Le intercettazioni su Brugnaro
Per la pubblica accusa Boraso, all’epoca assessore al Patrimonio, si sarebbe fatto consegnare 73.200 euro dagli emissari del magnate di Singapore Chiat Kwong Ching. Il tutto per il tramite di fatture alla sua società Stella consulting per consulenze inesistenti, nel 2017 e nel 2018. Cifre poi girate ad altre due sue aziende. “Ha sistematicamente mercificato la propria pubblica funzione, svendendola agli interessi privati” è la durissima accusa del Gip. E in un’intercettazione il sindaco lo mette in guardia: “Tu non mi ascolti, tu non capisci un c… Mi stanno domandando che tu domandi soldi, tu non ti rendi conto, rischi troppo… Se io ti dico di stare attento, ti devi controllare“.
Per Brugnaro, Ceron e Donadini, la vicenda oggetto d’indagine è quella dell’area dei Pili, comprata dall’imprenditore di Umana quando non era ancora in politica, a soli 5 milioni. E poi zona di lottizzazione, per la quale Brugnaro aveva avviato una trattativa (fallita) sempre con Chiat Kwong Ching. Quattro ettari e mezzo di terreni, inquinati dalle lavorazioni di Marghera, finiti sotto il controllo di Porta di Venezia, facente sempre capo a Brugnaro, ma con “gestore di fatto” – scrive la Procura – il vice capo di gabinetto in Comune Derek Donadini. Dal 2017 anch’essa in mano al blind trust di diritto newyorkese creato dal sindaco per parare le accuse di conflitto di interessi.

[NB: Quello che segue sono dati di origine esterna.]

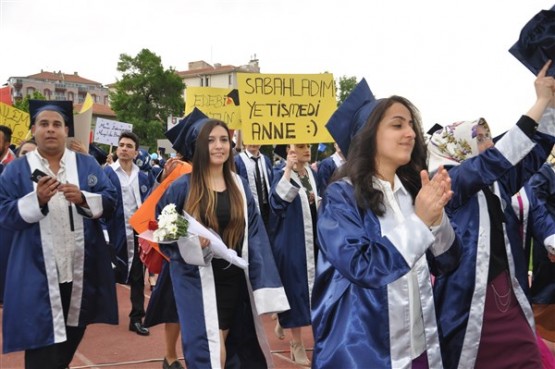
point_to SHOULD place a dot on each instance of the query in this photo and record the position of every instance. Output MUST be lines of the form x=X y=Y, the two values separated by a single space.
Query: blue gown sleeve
x=361 y=255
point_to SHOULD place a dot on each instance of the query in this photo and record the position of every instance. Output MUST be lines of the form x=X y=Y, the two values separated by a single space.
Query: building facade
x=202 y=74
x=58 y=86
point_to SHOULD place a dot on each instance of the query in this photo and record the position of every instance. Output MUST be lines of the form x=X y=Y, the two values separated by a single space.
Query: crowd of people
x=401 y=250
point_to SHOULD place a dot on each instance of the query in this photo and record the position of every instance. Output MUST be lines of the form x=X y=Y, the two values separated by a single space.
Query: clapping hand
x=433 y=196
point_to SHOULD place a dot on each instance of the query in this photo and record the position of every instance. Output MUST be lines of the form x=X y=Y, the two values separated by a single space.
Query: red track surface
x=115 y=347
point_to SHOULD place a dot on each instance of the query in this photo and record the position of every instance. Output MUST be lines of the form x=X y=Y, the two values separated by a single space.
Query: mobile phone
x=37 y=174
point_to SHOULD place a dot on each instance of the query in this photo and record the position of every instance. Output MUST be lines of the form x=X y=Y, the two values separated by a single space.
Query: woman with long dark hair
x=219 y=304
x=381 y=229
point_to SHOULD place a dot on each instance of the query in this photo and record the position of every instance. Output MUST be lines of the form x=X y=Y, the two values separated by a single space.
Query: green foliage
x=346 y=85
x=23 y=104
x=146 y=95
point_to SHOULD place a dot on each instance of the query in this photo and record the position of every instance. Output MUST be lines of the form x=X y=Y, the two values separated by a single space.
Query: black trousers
x=137 y=285
x=59 y=355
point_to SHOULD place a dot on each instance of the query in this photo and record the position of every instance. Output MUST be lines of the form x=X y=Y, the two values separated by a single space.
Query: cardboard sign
x=286 y=108
x=18 y=120
x=108 y=131
x=214 y=103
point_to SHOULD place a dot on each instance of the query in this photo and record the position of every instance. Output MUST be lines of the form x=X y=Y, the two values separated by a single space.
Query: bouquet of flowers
x=171 y=225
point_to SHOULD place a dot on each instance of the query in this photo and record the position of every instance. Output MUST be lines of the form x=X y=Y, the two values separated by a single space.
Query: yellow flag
x=82 y=121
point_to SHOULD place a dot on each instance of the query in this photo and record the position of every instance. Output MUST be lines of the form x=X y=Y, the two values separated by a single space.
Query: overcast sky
x=450 y=58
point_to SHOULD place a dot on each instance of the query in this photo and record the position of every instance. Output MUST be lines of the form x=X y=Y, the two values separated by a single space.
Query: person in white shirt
x=382 y=231
x=132 y=187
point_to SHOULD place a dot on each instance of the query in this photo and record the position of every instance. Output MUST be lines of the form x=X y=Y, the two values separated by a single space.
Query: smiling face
x=483 y=138
x=394 y=140
x=127 y=150
x=219 y=146
x=50 y=133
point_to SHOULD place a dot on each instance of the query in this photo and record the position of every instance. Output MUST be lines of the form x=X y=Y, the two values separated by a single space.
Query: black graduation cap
x=99 y=154
x=536 y=43
x=281 y=150
x=497 y=138
x=64 y=107
x=351 y=115
x=234 y=95
x=184 y=135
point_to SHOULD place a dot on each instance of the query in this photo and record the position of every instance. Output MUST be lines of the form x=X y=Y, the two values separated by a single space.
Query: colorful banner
x=108 y=131
x=286 y=108
x=215 y=103
x=6 y=95
x=82 y=121
x=17 y=120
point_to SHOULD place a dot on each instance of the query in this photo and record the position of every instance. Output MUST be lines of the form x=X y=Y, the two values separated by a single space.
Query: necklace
x=502 y=301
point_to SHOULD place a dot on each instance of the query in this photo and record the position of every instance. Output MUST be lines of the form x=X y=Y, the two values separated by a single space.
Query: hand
x=291 y=159
x=46 y=188
x=204 y=242
x=72 y=193
x=109 y=159
x=544 y=84
x=433 y=196
x=545 y=87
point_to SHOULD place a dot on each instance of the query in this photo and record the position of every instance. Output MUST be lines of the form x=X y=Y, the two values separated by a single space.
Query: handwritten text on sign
x=213 y=102
x=17 y=120
x=108 y=131
x=286 y=108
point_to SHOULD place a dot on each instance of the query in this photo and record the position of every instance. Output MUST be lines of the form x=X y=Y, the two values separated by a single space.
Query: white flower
x=171 y=224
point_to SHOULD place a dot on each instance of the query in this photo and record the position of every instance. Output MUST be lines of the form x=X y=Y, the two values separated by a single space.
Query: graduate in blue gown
x=328 y=167
x=382 y=231
x=218 y=304
x=542 y=290
x=132 y=186
x=485 y=318
x=58 y=250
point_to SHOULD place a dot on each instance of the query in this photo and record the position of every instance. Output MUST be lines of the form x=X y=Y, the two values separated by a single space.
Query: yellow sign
x=286 y=108
x=215 y=103
x=17 y=120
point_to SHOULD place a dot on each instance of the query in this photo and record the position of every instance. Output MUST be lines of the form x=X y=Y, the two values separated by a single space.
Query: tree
x=23 y=104
x=146 y=95
x=346 y=85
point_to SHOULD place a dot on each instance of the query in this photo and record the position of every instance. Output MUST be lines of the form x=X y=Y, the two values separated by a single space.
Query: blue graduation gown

Proprio sui meccanismi del blind trust indaga ora la Gdf. Brugnaro, Ceron e Donadini, è scritto nell’ordinanza, “concordavano con Ching il versamento di un prezzo di 150 milioni di euro in cambio della promessa di far approvare il raddoppio dell’edificabilità e l’adozione delle varianti urbanistiche necessarie per l’approvazione del progetto edilizio“.
🔴 Appalti e corruzione, venti misure cautelari a Venezia per la vendita di Palazzo Papadopoli. Coinvolto anche l’assessore Boraso
Report ne aveva palato nell’inchiesta “C’era un cinese a Venezia”: https://t.co/kN6y1dLck6 pic.twitter.com/bG4J6G4IP1— Report (@reportrai3) July 16, 2024
Perché i pm coinvolgono il sindaco
Brugnaro si dice “esterrefatto” e aggiunge: “so di aver sempre svolto e di continuare a svolgere l’incarico di sindaco come un servizio alla comunità, gratuitamente, anteponendo sempre gli interessi pubblici“. E sull’area Pili di sua proprietà precisa: “Quella è un’area già edificabile da prima della mia amministrazione“.
Tuttavia, secondo i magistrati, gli stessi Brugnaro, Ceron e Donadini, in un incontro a Venezia “concordavano con Ching la cessione dell’immobile comunale Palazzo Papadopoli al prezzo di oltre 10 milioni di euro, inferiore al valore di 14 milioni (…). E ciò al fine di facilitare le trattative con Ching per la cessione del terreni dei Pili, di proprietà del Brugnaro“. Un riduzione del valore dell’immobile effettivamente avvenuta, tramite “atti contrari ai doveri di ufficio posti in essere da Brugnaro, da Ceron e Donadini, che agivano per conto del primo“.